FER kinase governs invasive tumor growth through dynamic control of oncogenic growth factor receptor activity

EGFR antagonism using monoclonal antibodies remains the only approved and targeted first line treatment option for non-resectable head and neck squamous cell carcinoma (HNSCC), yielding a modest 13% response rate. While it is clear that alternative growth factor receptor (GFR) signals govern refractory behavior towards EGFR antagonism, it remains unknown which upstream mechanisms control subcellular GFR activation. Here, we show that FER, a non-receptor tyrosine kinase, controls invasive tumor growth through dynamic GFR activation and recycling.

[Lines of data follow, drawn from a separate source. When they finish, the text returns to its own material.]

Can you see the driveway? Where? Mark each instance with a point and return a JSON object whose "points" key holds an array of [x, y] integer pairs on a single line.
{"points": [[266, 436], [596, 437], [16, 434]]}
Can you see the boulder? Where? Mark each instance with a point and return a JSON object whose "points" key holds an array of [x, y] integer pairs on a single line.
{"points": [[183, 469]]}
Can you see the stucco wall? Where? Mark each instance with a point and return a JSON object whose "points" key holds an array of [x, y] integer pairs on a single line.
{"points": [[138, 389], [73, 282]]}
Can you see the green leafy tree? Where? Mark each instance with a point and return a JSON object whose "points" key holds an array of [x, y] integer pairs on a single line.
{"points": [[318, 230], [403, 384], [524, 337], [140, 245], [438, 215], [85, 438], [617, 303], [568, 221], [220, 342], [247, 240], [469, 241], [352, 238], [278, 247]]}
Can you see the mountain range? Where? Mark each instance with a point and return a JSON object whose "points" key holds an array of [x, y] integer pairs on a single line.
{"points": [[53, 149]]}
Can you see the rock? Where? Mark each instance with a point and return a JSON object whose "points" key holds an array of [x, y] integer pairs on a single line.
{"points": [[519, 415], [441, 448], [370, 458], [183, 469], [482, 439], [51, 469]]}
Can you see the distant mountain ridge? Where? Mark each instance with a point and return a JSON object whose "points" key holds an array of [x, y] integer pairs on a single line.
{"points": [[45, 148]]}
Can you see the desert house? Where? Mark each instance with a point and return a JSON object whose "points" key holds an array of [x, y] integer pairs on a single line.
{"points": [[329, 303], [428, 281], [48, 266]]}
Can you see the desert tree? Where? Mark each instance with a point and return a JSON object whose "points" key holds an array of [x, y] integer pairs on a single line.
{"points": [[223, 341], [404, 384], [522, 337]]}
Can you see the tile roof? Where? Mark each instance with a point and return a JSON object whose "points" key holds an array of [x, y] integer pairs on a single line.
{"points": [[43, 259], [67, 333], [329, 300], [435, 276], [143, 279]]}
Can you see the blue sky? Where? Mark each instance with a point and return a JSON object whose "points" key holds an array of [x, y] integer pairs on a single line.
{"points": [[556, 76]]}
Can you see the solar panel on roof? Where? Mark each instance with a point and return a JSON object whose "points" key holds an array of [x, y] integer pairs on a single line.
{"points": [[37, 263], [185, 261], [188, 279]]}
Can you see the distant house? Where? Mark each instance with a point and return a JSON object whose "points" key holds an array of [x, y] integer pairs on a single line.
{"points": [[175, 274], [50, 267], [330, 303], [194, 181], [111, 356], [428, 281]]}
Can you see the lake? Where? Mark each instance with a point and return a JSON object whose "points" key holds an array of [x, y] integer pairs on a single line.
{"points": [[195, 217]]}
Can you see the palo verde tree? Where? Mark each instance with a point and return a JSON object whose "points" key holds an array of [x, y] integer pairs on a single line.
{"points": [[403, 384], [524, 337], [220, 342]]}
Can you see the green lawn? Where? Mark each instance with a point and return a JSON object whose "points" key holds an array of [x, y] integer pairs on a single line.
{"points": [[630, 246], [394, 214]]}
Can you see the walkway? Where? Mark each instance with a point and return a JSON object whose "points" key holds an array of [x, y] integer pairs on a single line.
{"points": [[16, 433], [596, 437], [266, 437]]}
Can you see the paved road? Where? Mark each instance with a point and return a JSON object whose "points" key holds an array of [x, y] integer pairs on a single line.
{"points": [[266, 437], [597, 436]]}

Using patient derived organoid (PDO) models HNSCC we demonstrate that FER is essential for invasive growth in collagen extracellular matrix (ECM) networks. We show that inactivation of FER impairs growth factor dependent phosphorylation of EGFR-Y1068 and MET-Y1234/5. Additionally, FER controls ligand dependent endocytic recycling, and endocytic velocity, implying multifactorial functional regulation of proximal receptors during HNSCC invasion. Loss of function experiments using either genetic intervention or a FER PROteolysis-TArgeting Chimera (PROTAC) strategy in PDO-based xenograft mouse models, demonstrate that FER is essential for invasive growth and metastasis of HNSCC. Finally, we demonstrate direct clinical relevance by showing that FER expression levels correlate with poor survival in HNSCC patients. In sum, we conclude that FER is a master regulator of HNSCC invasive growth and metastasis, and nominate FER as a prominent candidate for targeted clinical intervention in HNSCC patients. Overall design: Single-cell mRNA sequencing was performed on a tongue squamous cell carcinoma patient derived organoid line (T4), cultured in a collagen type-I (invasive) matrix in the absence (dox neg) or presence of doxycyline to induce a FER knockdown (dox pos).